During this time the iron works changed hands many times and in 1819 it came into the hands of the Crawshay family. The workers had been concerned for some time about their children and the lack of education provided for them. To this end, in 1820, Francis Crawshay founded and promoted two works schools: The Miners and Colliers Works School.
The schools were maintained by a levy of a halfpenny in the pound from the wages of the workers. It was also during this time – the 1820’s – a great religious revival swept South Wales including Hirwaun and numerous non-conformist chapels were built in the village Bethel, Nebo, Ramoth, Soar etc.
These chapels held Sunday Schools to teach people of all ages to read and write.The map above shows where the old school stood. In 1846, the Government in London appointed a Board of Commission to enquire into the state of schools in existence in Wales. The two works schools fell into this category. The report was known as “Brad y Llyfrau Gleision” – “The Treason of the Blue Books”. The works did not receive a very good report. It stated that were inefficient and denounced them as worse than being without any. Within days of the publication, the villagers of Hirwaun had arranged a special meeting in Ramoth Chapel. Its purpose was to set in motion a plan to provide all children of all denominations with a good basic education.

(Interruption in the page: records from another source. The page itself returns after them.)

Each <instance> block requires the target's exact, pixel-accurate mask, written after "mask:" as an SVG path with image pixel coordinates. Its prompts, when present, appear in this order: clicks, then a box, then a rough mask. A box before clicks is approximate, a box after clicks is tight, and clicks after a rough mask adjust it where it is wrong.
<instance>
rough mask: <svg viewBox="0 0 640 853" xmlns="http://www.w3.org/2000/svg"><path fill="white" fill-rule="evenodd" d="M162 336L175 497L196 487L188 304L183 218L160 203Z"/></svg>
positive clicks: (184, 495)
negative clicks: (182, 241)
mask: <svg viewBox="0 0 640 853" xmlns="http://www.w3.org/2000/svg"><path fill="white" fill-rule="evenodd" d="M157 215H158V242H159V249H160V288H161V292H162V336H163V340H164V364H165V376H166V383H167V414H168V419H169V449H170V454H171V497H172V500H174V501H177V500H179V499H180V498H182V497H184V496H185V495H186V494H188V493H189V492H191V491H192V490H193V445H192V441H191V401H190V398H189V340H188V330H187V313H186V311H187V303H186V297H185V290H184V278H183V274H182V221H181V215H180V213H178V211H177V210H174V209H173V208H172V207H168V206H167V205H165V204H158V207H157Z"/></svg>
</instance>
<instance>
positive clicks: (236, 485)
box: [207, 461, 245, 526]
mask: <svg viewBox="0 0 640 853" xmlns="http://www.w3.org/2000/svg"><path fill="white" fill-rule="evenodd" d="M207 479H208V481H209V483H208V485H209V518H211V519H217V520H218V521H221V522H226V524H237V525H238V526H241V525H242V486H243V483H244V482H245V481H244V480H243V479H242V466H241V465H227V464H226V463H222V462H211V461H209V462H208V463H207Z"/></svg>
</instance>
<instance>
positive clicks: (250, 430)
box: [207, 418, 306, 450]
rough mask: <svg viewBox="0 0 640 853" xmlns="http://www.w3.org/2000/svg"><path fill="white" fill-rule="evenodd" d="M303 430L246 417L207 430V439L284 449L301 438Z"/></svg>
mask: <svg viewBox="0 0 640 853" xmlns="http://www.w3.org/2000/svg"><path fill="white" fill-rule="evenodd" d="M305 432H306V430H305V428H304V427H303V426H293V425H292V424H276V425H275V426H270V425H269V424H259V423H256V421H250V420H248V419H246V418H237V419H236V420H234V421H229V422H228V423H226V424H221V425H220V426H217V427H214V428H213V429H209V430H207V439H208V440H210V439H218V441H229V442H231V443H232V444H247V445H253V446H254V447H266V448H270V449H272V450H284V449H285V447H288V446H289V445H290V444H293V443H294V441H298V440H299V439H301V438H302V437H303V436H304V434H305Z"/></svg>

The leading light in the movement was the Rev. William Williams, the minister of Nebo Congregational Chapel. Things moved quickly – Lord Bute granted a lease in a site on a hillock opposite Nebo Chapel and by October 1847 tenders were invited for the building of the school.
The little school on the hill – known by the villagers as “Ysgol Pentwyn” – but officially as Hirwaun Common School – was opened on July 23rd 1849. Its first headmaster was David Lewis.
The population was continually growing and the school was no longer big enough to accommodate the increasing child population so the School Board agreed that bigger premises were necessary. In 1875 the school was enlarged and the photograph (below) shows how it looked after the extension with separate departments for the Boys’ School, Girls’ School and Infants’ School. Each department had it’s own Headteacher.Above: A photograph of Hirwaun School after enlargement in 1875The original building had been extended over the years and had been used for educational purposes until the closure of the Nursery School in December 2005. It was finally demolished in January 2010.